Validation study to determine the accuracy of central blood pressure measurement using the SphygmoCor XCEL cuff device in patients with severe aortic stenosis undergoing transcatheter aortic valve replacement

Central aortic blood pressure could be helpful in the evaluation of patients with aortic stenosis (AS). The SphygmoCor XCEL device estimates central blood pressure (BP) measurement with its easy-to-use, operator-independent procedure. However, this device has not been properly validated against invasive measurement in patients with severe AS. We evaluated the relationship between cuff-brachial BP, transfer function-estimated and invasively measured central aortic pressure in patients with severe AS before and after transcatheter aortic valve replacement (TAVR). Agreement between techniques was analyzed and, according to the ARTERY Society recommendations, the minimum acceptable error was a mean difference ± SD ≤5 ± ≤8 mm Hg.

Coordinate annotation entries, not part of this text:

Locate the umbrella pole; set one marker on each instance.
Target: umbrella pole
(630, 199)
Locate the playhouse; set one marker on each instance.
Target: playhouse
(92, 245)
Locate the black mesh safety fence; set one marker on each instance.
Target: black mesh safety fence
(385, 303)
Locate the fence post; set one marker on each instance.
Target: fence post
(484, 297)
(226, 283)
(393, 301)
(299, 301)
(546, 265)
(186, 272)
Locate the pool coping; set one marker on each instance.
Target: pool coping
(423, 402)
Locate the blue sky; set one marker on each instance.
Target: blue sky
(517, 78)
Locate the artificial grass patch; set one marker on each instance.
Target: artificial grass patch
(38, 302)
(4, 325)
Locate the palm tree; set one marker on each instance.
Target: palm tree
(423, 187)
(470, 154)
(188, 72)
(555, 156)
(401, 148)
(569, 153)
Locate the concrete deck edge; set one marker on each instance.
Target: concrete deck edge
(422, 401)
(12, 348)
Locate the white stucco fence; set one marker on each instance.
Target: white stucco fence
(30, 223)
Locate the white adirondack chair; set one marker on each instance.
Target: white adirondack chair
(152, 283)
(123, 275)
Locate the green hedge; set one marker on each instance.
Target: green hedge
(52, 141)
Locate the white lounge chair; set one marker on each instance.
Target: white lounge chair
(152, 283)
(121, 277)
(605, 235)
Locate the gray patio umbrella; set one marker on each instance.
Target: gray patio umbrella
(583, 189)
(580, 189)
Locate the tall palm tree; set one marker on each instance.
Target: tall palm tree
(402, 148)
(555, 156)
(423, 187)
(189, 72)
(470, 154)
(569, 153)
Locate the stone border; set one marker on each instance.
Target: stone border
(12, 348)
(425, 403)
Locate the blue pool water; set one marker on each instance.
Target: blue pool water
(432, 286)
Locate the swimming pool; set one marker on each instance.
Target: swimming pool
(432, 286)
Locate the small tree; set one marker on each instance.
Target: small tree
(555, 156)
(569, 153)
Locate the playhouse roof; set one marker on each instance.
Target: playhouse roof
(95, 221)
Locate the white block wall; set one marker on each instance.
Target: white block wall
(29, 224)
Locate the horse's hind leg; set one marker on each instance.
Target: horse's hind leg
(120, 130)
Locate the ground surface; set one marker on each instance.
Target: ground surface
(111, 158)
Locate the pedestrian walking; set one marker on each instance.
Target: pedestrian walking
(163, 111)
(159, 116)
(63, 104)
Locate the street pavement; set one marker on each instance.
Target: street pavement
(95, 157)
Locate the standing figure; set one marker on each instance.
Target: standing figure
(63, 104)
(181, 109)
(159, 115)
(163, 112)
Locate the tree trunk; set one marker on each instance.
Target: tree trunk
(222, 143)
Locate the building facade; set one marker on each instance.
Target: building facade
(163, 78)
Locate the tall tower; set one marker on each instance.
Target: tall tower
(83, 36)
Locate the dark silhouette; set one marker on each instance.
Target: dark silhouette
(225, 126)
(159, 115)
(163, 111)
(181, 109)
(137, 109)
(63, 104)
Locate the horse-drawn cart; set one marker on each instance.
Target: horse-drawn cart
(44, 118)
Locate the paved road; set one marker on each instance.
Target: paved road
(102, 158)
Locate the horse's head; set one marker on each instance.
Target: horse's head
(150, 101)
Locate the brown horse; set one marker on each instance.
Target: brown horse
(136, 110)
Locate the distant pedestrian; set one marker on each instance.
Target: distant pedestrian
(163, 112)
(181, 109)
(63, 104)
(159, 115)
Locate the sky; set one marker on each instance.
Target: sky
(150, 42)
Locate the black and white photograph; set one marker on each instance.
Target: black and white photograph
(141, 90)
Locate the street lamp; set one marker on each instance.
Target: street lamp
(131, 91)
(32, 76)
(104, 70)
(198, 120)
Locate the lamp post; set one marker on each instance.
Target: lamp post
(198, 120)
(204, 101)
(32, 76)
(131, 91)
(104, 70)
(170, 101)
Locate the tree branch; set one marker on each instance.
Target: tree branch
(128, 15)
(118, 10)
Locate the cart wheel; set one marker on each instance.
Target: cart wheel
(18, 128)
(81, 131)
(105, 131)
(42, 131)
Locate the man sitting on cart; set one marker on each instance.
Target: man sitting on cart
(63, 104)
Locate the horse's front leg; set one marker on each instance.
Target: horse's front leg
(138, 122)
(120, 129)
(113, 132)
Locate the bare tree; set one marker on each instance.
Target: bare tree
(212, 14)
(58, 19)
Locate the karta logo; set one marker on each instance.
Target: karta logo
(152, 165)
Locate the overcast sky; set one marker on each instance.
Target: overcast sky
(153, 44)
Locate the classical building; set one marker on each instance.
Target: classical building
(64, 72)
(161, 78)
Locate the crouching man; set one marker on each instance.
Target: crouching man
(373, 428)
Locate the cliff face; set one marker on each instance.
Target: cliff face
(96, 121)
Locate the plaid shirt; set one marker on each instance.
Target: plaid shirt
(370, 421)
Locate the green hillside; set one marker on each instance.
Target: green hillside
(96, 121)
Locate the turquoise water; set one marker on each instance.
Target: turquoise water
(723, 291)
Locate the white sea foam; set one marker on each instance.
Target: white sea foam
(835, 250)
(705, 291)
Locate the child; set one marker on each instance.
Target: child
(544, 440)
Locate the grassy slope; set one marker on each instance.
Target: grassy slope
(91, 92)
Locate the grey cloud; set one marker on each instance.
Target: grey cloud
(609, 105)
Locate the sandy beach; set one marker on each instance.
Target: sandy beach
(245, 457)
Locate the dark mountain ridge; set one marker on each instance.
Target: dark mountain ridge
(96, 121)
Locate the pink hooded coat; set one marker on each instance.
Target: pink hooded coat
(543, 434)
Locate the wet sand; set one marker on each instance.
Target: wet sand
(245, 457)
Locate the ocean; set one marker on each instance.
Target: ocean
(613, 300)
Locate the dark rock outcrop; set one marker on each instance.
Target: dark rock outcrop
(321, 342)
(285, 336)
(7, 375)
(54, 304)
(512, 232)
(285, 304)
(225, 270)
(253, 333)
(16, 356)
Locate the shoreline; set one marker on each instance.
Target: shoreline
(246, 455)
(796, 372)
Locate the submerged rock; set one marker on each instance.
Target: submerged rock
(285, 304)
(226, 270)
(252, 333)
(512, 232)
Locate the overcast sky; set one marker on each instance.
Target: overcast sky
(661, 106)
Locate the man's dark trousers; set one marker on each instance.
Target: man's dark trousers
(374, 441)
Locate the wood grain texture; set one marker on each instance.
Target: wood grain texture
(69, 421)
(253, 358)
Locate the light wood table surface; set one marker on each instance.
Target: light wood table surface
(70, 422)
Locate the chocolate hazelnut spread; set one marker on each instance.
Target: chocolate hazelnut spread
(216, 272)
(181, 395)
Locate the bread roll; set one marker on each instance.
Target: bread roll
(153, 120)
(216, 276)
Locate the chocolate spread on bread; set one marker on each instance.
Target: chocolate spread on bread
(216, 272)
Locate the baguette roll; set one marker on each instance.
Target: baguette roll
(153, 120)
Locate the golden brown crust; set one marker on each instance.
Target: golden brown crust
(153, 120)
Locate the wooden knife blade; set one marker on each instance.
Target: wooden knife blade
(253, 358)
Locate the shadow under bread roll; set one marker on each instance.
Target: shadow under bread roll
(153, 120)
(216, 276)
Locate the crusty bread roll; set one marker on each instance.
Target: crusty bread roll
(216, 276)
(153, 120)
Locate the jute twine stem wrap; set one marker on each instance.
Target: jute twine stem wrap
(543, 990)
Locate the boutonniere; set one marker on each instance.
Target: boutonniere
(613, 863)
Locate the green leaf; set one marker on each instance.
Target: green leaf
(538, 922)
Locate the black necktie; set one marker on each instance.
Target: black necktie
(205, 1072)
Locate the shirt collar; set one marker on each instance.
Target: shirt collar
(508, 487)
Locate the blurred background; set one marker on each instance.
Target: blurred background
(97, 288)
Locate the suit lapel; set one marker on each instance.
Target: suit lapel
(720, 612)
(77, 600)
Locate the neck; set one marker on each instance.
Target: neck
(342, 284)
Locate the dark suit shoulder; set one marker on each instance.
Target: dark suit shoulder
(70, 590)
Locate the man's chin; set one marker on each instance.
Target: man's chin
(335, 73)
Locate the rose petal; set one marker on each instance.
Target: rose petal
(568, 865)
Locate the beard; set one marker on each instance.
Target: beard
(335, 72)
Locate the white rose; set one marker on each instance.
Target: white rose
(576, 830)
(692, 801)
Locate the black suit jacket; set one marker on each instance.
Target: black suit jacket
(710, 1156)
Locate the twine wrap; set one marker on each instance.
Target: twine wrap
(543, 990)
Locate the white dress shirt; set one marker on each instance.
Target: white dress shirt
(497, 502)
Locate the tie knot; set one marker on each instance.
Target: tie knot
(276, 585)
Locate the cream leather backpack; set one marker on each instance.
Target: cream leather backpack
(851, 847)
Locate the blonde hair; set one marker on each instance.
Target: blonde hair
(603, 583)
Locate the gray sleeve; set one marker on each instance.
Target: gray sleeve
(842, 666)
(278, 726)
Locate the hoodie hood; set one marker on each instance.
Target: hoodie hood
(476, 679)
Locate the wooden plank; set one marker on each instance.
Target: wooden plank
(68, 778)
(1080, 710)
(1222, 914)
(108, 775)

A total of 94 patients with AS undergoing TAVR had simultaneous non-invasive and invasive measurements of central BP before and after the procedure. Before TAVR central systolic BP was in average slightly underestimated, though with wide variability, when using the default calibration of brachial-cuff SBP (mean difference ± SD, −3 ± 15 mm Hg), and after TAVR the degree of underestimation increased (mean difference ± SD, −9 ± 13 mm Hg). The agreement tended to improve for those patients with low aortic gradient stenosis compared to those with high gradient at baseline (mean difference ± SD, −2 ± 11 mm Hg vs. −4 ± 17, respectively, p =.3). The cuff-brachial systolic BP yielded numerically lower degree of agreement and weaker correlation with invasive measurements than SphygmoCor XCEL. In patients with severe AS the SphygmoCor XCEL cuff device, despite showing strong correlation, does not meet the ARTERY Society accuracy criteria for non-invasive measurement of central SBP.